「大豆」と聞いて、みなさんはどんな形を思い浮かべるでしょうか?
多くの方がベージュ色のころんとした姿をイメージしたと思いますが、実は一口に大豆といってもその種類はさまざまで、細かいものを合わせると数百種にのぼると言われています。
現在、大豆は世界中で栽培されており、特に生産量が多いのはブラジルやアメリカ。日本で食べられている大豆のほとんどがこれらの国から輸入されたもので、国内自給率は7%ほどしかありません。(※平成28年時点)
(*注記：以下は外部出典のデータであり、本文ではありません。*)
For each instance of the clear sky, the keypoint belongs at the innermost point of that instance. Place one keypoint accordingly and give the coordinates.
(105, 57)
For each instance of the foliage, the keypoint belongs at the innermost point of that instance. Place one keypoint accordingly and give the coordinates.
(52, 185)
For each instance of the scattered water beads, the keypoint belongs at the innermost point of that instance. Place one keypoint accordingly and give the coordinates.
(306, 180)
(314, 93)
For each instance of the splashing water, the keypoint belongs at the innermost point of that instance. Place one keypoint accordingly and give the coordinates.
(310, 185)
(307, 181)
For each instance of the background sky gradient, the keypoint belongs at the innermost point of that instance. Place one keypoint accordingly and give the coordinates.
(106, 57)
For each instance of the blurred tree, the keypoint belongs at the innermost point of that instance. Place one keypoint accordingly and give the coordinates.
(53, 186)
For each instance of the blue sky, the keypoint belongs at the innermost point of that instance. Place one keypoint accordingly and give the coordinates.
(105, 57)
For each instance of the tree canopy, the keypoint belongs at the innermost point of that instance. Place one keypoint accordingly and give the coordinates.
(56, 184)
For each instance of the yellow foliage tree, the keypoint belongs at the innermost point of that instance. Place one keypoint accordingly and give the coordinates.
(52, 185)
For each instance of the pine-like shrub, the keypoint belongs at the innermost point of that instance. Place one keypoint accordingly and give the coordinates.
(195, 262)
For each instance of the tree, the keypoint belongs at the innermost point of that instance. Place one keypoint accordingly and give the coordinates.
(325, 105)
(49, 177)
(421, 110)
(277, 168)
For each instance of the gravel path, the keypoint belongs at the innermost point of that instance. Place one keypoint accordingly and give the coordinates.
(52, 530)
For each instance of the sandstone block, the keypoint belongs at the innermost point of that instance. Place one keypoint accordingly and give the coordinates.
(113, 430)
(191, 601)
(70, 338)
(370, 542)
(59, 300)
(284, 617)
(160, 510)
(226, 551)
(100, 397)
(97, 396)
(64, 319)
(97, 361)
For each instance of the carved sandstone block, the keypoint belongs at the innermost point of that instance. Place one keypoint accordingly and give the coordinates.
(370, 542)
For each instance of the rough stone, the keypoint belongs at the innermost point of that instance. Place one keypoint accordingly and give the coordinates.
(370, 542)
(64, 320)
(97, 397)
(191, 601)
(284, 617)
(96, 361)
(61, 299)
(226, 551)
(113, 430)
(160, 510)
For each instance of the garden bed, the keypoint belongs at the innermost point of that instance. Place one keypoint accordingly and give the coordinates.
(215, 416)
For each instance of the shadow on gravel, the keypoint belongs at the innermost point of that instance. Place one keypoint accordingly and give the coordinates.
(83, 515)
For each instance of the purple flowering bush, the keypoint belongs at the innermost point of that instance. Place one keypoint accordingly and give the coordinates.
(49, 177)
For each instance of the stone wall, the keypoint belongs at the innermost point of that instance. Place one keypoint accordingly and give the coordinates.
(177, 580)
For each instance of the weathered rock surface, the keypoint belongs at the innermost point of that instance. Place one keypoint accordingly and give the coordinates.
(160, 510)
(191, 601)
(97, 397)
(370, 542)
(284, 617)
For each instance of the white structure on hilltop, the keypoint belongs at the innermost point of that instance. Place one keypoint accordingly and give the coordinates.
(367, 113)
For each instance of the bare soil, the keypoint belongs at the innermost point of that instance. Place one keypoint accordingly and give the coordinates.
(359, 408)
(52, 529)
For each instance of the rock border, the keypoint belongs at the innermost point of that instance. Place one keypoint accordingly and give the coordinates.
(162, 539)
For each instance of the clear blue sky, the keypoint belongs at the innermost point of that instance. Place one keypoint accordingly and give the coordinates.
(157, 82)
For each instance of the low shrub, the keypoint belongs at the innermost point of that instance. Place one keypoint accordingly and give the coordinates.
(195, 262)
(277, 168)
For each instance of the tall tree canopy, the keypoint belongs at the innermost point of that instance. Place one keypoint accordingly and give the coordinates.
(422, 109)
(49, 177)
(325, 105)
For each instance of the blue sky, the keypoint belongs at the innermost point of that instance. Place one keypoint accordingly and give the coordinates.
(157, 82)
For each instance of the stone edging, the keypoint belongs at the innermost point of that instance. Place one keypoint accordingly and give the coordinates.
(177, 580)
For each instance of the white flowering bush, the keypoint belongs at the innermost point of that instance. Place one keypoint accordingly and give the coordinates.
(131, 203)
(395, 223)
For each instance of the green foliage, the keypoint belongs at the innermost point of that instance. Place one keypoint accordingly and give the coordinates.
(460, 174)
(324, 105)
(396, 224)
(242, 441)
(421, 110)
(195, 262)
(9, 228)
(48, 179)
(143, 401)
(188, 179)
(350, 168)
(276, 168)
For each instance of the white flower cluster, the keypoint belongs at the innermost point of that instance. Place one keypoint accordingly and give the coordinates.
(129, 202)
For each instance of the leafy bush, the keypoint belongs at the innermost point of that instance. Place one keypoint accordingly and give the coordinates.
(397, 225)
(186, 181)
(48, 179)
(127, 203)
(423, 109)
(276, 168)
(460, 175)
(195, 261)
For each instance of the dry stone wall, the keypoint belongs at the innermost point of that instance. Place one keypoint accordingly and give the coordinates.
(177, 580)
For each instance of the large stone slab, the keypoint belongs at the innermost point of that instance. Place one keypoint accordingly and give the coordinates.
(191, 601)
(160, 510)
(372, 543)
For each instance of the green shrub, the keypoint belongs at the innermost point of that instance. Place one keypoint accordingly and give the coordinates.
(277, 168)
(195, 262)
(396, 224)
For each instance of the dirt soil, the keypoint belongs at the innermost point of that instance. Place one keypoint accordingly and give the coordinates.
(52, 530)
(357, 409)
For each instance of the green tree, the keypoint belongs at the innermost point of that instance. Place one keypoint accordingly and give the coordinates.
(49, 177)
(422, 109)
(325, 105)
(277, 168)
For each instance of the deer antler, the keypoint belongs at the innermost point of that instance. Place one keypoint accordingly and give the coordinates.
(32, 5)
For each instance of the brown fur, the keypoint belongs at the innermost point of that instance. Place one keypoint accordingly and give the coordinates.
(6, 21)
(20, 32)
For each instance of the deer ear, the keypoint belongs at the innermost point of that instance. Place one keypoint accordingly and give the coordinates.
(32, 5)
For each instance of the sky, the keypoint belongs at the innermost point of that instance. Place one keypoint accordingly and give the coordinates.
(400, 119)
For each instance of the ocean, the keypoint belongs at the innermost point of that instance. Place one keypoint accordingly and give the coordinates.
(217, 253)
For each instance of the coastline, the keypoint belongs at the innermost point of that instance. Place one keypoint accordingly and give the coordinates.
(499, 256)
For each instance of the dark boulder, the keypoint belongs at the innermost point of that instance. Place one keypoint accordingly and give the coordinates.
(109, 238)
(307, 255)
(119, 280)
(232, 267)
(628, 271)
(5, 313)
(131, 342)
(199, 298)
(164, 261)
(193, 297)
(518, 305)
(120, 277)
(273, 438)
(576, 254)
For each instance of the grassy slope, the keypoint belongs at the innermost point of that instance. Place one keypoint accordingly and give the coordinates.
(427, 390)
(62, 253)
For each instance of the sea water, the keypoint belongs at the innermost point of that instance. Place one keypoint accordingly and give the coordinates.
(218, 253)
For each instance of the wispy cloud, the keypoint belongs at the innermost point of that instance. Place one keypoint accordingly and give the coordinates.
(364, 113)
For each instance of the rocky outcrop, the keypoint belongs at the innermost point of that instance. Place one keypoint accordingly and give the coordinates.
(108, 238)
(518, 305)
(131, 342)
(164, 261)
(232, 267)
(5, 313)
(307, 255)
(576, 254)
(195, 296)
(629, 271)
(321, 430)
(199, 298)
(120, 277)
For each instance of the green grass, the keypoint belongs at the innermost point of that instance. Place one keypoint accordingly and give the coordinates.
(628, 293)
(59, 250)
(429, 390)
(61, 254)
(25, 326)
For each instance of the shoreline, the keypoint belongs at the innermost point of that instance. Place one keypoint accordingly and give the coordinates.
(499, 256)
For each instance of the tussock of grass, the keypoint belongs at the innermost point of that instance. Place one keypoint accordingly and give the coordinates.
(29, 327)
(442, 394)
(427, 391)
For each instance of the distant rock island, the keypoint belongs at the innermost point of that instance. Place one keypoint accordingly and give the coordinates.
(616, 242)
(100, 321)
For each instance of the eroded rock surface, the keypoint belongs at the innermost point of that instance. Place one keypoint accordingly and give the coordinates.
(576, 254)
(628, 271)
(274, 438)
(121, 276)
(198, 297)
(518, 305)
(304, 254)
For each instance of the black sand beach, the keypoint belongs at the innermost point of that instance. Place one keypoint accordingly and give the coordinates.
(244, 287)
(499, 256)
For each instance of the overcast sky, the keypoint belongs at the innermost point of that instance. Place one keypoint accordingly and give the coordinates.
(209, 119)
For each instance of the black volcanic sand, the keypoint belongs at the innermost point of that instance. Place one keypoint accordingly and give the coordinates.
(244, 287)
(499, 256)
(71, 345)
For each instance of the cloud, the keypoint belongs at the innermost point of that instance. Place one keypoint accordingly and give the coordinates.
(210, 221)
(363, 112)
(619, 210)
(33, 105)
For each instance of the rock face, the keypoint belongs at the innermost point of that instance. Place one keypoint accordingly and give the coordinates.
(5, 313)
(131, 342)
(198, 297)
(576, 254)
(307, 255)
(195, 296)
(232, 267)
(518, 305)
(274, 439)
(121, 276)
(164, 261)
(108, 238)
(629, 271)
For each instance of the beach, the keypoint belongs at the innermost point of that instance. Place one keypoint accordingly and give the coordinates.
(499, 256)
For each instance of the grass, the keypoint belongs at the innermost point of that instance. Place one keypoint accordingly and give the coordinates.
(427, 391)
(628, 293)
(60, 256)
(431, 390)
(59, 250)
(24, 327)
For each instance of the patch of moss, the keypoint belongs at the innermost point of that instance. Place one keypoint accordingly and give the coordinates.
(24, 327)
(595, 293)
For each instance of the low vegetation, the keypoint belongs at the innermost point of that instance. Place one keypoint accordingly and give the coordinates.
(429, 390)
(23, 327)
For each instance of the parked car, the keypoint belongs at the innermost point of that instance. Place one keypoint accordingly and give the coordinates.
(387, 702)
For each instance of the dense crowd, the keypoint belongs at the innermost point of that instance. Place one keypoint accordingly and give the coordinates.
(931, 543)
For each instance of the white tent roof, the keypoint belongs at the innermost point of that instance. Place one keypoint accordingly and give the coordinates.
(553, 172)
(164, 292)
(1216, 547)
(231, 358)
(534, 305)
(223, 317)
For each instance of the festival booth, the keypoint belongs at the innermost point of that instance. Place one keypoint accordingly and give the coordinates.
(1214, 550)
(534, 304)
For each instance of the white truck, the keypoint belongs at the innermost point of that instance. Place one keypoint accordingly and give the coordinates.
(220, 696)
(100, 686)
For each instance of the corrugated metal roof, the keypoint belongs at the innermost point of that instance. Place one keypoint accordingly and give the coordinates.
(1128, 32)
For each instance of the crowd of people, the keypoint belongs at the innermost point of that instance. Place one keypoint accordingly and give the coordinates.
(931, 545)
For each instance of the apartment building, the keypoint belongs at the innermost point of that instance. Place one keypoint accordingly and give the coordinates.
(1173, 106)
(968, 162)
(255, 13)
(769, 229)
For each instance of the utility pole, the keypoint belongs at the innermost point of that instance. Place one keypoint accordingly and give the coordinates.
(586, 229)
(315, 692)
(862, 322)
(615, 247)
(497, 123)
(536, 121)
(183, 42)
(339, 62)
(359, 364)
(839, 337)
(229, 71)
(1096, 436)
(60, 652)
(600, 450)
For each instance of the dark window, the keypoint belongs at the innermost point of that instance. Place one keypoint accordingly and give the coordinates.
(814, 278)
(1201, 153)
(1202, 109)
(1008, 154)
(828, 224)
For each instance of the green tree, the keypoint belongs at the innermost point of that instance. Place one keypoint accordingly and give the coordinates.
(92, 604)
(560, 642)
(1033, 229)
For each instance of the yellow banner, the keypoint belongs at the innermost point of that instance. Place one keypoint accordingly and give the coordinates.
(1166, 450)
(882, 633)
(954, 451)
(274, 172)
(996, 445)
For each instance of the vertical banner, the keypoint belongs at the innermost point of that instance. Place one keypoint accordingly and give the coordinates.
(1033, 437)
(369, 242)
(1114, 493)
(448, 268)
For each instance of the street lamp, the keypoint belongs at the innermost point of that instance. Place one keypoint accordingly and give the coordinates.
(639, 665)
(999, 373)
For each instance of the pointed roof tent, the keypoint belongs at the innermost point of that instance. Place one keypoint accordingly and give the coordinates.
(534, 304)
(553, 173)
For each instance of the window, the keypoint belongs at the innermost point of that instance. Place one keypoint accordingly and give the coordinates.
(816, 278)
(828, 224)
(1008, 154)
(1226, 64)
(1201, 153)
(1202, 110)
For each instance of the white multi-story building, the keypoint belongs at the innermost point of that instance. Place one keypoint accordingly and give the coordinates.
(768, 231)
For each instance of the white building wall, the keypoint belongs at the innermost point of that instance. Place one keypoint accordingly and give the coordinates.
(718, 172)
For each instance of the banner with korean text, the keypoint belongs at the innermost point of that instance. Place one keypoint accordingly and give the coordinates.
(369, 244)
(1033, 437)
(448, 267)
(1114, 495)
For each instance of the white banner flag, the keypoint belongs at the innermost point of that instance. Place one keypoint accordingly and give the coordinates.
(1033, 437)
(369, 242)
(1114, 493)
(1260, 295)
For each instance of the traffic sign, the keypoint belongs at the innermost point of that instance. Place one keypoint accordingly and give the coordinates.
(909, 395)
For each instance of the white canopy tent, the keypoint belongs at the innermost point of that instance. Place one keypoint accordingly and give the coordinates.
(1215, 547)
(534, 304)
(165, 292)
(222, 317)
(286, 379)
7%という数字だけ見ると栽培量は少なく感じますが、実はほぼすべての都道府県で栽培されており、その品種はバラエティに富んでいます。どんな違いがあるのか、ちょっとだけのぞいてみましょう。
黄、黒、青……
実はカラフルな大豆の世界!
大豆の種類は、大・中・小の形の大きさや用途などで区別されますが、違いが分かりやすいのは色でしょう。
まずは「黄大豆」。
生産量、品種ともに最も多く、ベージュ色の姿は、ベーシックな大豆のイメージですね。
クセが少なく、生産量も多いことからさまざまな大豆加工食品で使われており、納豆や豆腐、豆乳の原料としても馴染みが深い大豆です。
品種では東海〜九州の広い地域で作られる“フクユタカ”がメジャーで、中でも“九州産フクユタカ”は「九州まーめん」の原料でもあります。そのほか、納豆用によく使われる“スズマル”や、お味噌づくりなどに適している“キタムスメ”などが知られています。
次に有名なのは「黒大豆」。
その名の通り真っ黒で、お正月のおせち料理に欠かせない煮豆の材料です。よく「黒豆」と呼ばれるので、大豆だとご存知ない方も多いかもしれませんね。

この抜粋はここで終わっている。